Казалось, Росс двигался в какой-то дымке, которая временами рассеивалась; в эти моменты он запоминал, что было вокруг него, мог вспомнить немного из того, что уже прошел, и не сбивался с правильного пути. Но промежутки между этими просветлениями были навсегда потеряны для него. Он ковылял вдоль берега реки и наткнулся на медведя, ловившего рыбу. Огромный зверь поднялся на задние лапы и зарычал, но Росс прошел мимо изумленного зверя, не обращая внимания на угрозу.
Иногда он засыпал в темное время суток или брел под лунным светом, прижав руки к груди, немного постанывая, когда его нога соскальзывала и боль отдавалась во всем теле. Как-то он слышал пение и потом вдруг осознал, что это он сам хрипло выкрикивает песню, которая будет популярна через тысячи лет в мире, по которому он брел. Но все это время Росс знал, что должен идти вперед, используя этот широкий поток воды как указатель к конечной цели, к морю.

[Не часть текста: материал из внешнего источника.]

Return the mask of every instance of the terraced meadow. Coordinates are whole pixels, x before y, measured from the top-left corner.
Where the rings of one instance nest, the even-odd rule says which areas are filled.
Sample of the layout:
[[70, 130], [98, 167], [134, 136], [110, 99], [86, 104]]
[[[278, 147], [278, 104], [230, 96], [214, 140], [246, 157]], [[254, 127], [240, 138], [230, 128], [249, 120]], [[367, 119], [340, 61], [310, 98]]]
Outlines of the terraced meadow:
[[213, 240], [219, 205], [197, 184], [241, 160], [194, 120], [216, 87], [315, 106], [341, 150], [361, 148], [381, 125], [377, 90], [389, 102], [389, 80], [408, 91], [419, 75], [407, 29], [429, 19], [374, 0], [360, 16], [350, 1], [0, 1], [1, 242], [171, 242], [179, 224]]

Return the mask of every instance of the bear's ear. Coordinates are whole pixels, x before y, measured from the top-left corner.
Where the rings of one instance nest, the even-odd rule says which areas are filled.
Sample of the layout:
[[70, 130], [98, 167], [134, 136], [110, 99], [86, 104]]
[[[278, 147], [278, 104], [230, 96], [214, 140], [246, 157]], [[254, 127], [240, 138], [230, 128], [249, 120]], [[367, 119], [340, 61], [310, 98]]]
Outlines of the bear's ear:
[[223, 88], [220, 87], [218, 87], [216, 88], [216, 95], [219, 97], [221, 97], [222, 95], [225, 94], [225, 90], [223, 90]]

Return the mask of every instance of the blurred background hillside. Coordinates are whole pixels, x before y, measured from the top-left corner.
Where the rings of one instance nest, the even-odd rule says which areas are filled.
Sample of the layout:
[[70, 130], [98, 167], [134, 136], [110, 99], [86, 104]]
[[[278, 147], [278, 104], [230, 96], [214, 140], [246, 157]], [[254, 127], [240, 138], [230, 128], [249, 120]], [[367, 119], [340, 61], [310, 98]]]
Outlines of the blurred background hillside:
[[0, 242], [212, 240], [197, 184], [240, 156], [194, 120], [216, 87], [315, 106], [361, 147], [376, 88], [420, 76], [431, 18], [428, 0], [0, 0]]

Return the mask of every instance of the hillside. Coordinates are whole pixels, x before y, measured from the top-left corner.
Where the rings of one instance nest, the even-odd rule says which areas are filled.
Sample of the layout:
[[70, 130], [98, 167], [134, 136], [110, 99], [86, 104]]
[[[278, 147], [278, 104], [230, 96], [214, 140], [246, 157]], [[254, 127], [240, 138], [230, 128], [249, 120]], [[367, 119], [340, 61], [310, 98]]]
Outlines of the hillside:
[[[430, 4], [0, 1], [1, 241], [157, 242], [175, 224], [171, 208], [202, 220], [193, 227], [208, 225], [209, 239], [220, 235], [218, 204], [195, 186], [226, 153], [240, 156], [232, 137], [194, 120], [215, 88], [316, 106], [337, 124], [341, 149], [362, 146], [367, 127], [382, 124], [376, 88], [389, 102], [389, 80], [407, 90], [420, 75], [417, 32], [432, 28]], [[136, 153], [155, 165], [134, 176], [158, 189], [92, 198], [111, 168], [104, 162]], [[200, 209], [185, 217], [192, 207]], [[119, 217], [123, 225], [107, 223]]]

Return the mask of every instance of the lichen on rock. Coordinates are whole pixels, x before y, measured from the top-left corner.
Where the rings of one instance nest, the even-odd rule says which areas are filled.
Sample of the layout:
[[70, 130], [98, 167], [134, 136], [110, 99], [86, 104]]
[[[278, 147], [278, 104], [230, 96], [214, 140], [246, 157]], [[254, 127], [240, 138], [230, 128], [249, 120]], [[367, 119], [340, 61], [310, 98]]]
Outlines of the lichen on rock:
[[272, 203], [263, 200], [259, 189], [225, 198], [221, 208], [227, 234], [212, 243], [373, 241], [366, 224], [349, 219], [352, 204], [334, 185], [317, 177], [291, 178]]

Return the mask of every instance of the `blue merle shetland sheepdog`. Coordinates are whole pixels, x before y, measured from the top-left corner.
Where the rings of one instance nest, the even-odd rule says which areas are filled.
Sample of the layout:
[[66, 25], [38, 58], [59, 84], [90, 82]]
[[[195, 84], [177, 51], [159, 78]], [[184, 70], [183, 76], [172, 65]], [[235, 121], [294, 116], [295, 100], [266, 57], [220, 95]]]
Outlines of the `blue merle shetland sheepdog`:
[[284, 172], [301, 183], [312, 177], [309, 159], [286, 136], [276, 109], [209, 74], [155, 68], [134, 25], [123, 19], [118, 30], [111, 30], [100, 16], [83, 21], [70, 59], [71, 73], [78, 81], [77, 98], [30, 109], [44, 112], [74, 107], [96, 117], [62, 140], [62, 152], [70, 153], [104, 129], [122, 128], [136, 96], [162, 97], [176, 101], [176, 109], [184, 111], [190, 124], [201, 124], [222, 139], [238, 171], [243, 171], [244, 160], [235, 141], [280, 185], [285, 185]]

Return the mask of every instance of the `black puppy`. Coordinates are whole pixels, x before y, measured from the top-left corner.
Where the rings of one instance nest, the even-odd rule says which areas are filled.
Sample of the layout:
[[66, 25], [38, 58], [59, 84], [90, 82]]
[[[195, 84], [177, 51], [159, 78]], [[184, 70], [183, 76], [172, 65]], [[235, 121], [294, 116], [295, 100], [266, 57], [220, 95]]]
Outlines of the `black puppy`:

Через какое-то время промежутки ясности ума стали дольше, а перерывы между ними все короче. Он вылавливал из-под камней вдоль реки всякую живность и жадно ел ее. Однажды ему попался кролик, и он устроил себе пир. Он высасывал птичьи яйца из гнезд, запрятанных в камышах, — ровно настолько, чтобы его ослабевшее тело могло двигаться дальше, хотя серые глаза сейчас смотрели с лица, напоминающего лицо смерти.
Росс не знал, когда понял, что на него снова охотятся. Все началось с беспокойства, не такого, как предыдущие лихорадочно-бредовые галлюцинации. Это было ощущение изнутри, настоятельное желание свернуть и пойти назад к холмам, чтобы встретить там что-то или кого-то, ждущего на пути обратно.
Но Росс продолжал двигаться вперед, боясь сна и борясь с ним. Как-то раз он прилег отдохнуть и проснулся на ногах, направляясь назад, как будто это принуждение обладало властью управлять его телом, пока он не проснулся.
Так что он отдыхал, но не осмеливался спать. Желание уснуть постоянно терзало его волю, стремясь завладеть его слабеющим телом и увести его назад. Абсурдно, но он полагал, что это пришельцы стараются управлять им. Росс даже и не хотел понять, почему они были так решительно настроены. Гнались ли за ним и люди из племени, он не знал, но был уверен, что это был поединок его и чужой воли.
Берега реки перешли в болота, и ему приходилось брести по грязи и воде, обходя топкие места. Огромные стаи, тучи птиц вихрем носились и пронзительно кричали при его приближении. Лоснящиеся водные животные шлепали по воде и с любопытством высовывали из топи головы, когда это нечто двуногое механически проходило через их зеленые земли. И все время на него давило осознание, что ему гораздо более по душе бороться, чем путешествовать.
Почему они хотят, чтобы он вернулся? Почему не идут сами за ним? Опасались ли они отходить слишком далеко от того места, где совершили перемещение во времени? И все же, хотя расстояние между ним и той долиной все увеличивалось, невидимая веревка, тянувшая его, не становилась тоньше. Росс не понимал ни их мотивов, ни методов, но мог продолжать бороться.